My life began again on August 10th, 2016. There are no words for how lucky I am to be given such a meaningful day, and to be chosen to continue a life I was sure would end early.
I thought I had discovered magic the first time I ever drank alcohol. It quickly took away my shyness, my lack of confidence, and any shame I felt about being a poor kid in a rich county. Unfortunately, I was unaware of what alcohol and drugs would soon turn my life into. As I continued to use any substance I came across, my life spiraled and I found myself unable to stop.
By the time I was 15 years old, I was sitting in a juvenile detention center awaiting a bed in my first court ordered long term treatment. This would be my first of many attempts to stop using drugs and drinking alcohol. After leaving treatment and coming back home, I realized the problem was still there.
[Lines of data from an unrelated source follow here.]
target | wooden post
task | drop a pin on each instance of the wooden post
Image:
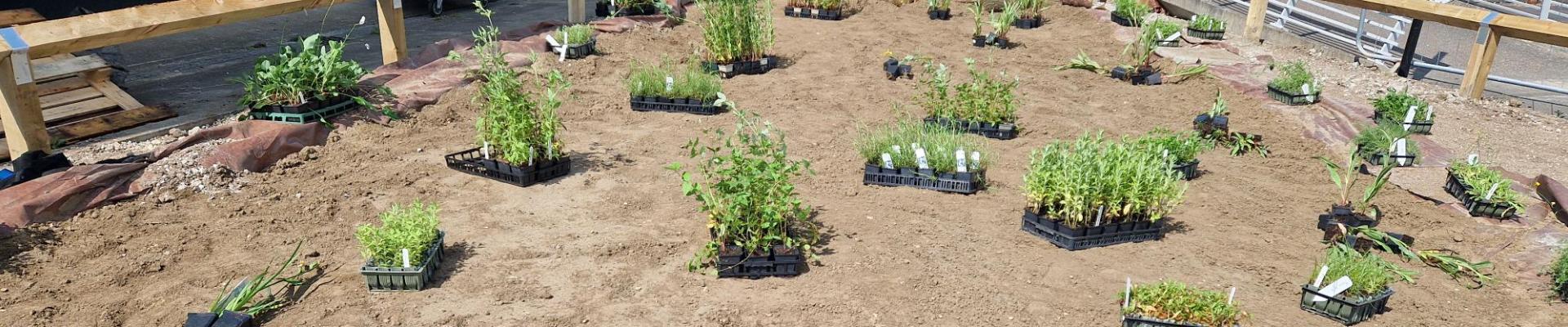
(1256, 13)
(394, 43)
(22, 119)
This inability to stop drinking and using drugs brought on criminal charges, damaged relationships, and eventually I lost myself in it all. At age 24, and after more drug and alcohol induced torture, I found myself at The Healing Place in Louisville.
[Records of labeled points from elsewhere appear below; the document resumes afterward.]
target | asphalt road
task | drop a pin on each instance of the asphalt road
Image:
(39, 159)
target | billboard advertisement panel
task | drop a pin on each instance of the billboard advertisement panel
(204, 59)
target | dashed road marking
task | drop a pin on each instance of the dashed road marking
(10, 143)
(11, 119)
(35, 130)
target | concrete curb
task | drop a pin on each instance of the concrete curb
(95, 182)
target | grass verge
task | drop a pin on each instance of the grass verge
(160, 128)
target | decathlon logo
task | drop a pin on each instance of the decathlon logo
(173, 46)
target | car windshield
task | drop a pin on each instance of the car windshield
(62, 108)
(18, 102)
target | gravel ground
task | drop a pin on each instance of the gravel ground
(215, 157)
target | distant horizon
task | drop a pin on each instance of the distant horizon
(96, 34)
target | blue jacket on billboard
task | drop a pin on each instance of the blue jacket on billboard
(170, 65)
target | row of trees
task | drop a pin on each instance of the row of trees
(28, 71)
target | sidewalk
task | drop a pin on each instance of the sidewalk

Since then, my life has turned into something I didn’t think possible. The Healing Place program introduced me to the 12 steps that helped solve my problem with substances, but that’s not all I received. I was taught accountability, life skills, and job skills. I was given a sense of purpose in society. Most importantly I was given hope.
At five years sober, I am freer than I have ever been. There’s no fear of being taken to jail. My family and friends enjoy being around me. I can show up to my job and be trusted. I’ve continued my education and am on the verge of obtaining a degree. I’ve again found magic, but not in the form of a drink. Now the magic is found in helping others find hope, just as someone helped me.